Snowball Fight!

Watching old-timey French people playfully pelting each other with snow is pure joie de vivre.

Growing up in the Upper Peninsula of Michigan, epic snowball fights were pretty much a daily ritual in the winter. You have to do something with the 200+ inches of snow that fall each year and after using it to build giant forts, dangerous ski jumps and effigies of Heikki Lunta, the mythical Finnish snow god of the U.P., there was nothing left to do except throw it at each other.

In any winter warfare skirmish that typically involved 10-20 of us kids in the neighborhood, alliances were forged, risks were taken, and allegiances were broken in the cutthroat free-for-all battle of balled flakes whipped at each other. There were always lots of laughs, but sometimes tears, too, when someone panked a snowball a little too tightly and it “accidentally” hit someone in the face like a small missile.

I was instantly transported back to those cold, carefree days when I came across this splendid little film from 1896, Bataille de boules de neige (also called Snowballing and Snowball Fight), directed and produced by French engineer and industrialist Louis Lumière. Louis and his brother, Auguste, who were among the first filmmakers in the world, invented a cinematograph, which allowed an audience of more than one person to see a moving picture for the first time. The cinematograph was an immediate success and the brothers eventually went on tour with a series of ten short French films, each lasting about 50 seconds long, including Snowballing, which was filmed on the streets of Lyon, France.

It makes me smile, and it’s sure to bring a smile to your face, too, even if you’ve never had a snowball biffed at your head.

The original black-and-white film is herky-jerky because of the low frame rate and also silent; clips of it today usually have jaunty faux-vaudeville music accompanying the action, like this one (to get the full effect of the original, just mute the video):

Dmitriy Badin of Saint-Petersburg, Russia, recently upgraded the historic footage much further and colorized it, cleaned it up and adjusted the speed. The result is surprisingly modern. (Coincidentally, there actually was a modern snowball fight that broke out in New York last week.) In the original footage, facial features and clothing are somewhat distorted by the antiquated technology, but Badin’s video is so clear that you can see the smiling and laughing, and details on garments. Whether you agree with colorizing old films or not, Badin’s version really brings so much more life to it:

Lumière’s film shows 52 seconds of joyful carnage made by around 15 people, who may have been workers from a nearby factory taking a break. Men in suits and hats and women in long puffy sleeves, petticoats and bustles, their skirts protected by aprons, fiercely and cheerfully chuck compacted snow at one another. The combatants start on either side of the street, but soon they end up all scrambled together in what is like a gracefully choreographed ballet of annihilation. Fighters swivel and dodge and stoop down to reload; heads disappear behind explosions of snow; alliances form and disband; brave fighters suddenly slip and fall. 
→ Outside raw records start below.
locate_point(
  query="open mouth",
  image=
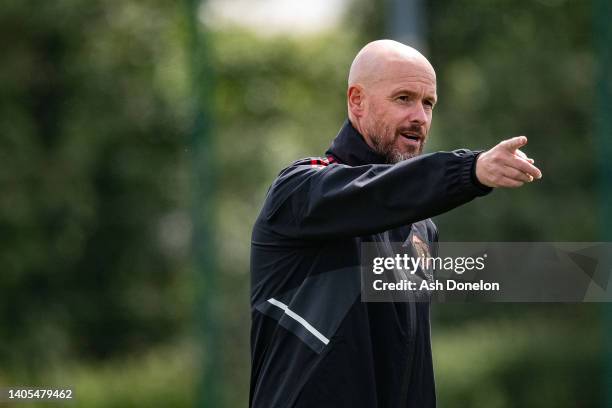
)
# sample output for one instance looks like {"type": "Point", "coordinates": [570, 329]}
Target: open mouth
{"type": "Point", "coordinates": [411, 136]}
A dapper gentleman, snow-covered cyclist, and at far left, a woman in a bustle packing a snowball.

A man with an impressive black mustache fires a cheap shot - a wild fastball - at another man not paying attention; but the other man gets his revenge on mustache man by walloping a snowball on his thigh. The women are no slouches, either. It looks like one of them may have multiple snowballs stuffed into her apron so that she can fire an unrelenting barrage of cold missiles at her targets. A gentleman in a fancy hat and long coat looks like he may have just stepped out of a bank meeting, yet he jumps into the childish street warfare with glee.  

As all of this is going on, there are those two gentlemen in the background who just stand there watching the melee, not tempted to join in and thinking who knows what.

Then there is the cyclist. Right from the start, you can see him coming and gliding smoothly toward the fray. Before he even reaches the crowd, he starts to take distant fire, yet he rides on with resolve. When he arrives, all the warring factions turn to unite against him, unleashing a snowy cyclone. The cyclist takes hard shots to his arm, face, neck and back. Still, he hunches his back and bravely pedals forward stoically, intent on gliding through the battle and determined to reach the safety of the other side. But he can’t. He absorbs one blow too many and folds to the ground - his legs flying up in the air, his hat whipping off his head. 

Before he can even get up, the cyclist is ambushed again and someone even tries to steal his bike, but he stands and rips it away, then hops back on, retreating, pedaling off the way he came - leaving his hat behind.

This madcap gem from 125 years ago is proof that we are all connected throughout time and space, and forever captures a moment of youthful exuberance before world wars and disconnection. It shows us a world where adults took the time to play. To Louis Lumière and all of those big kids at heart, merci beaucoup.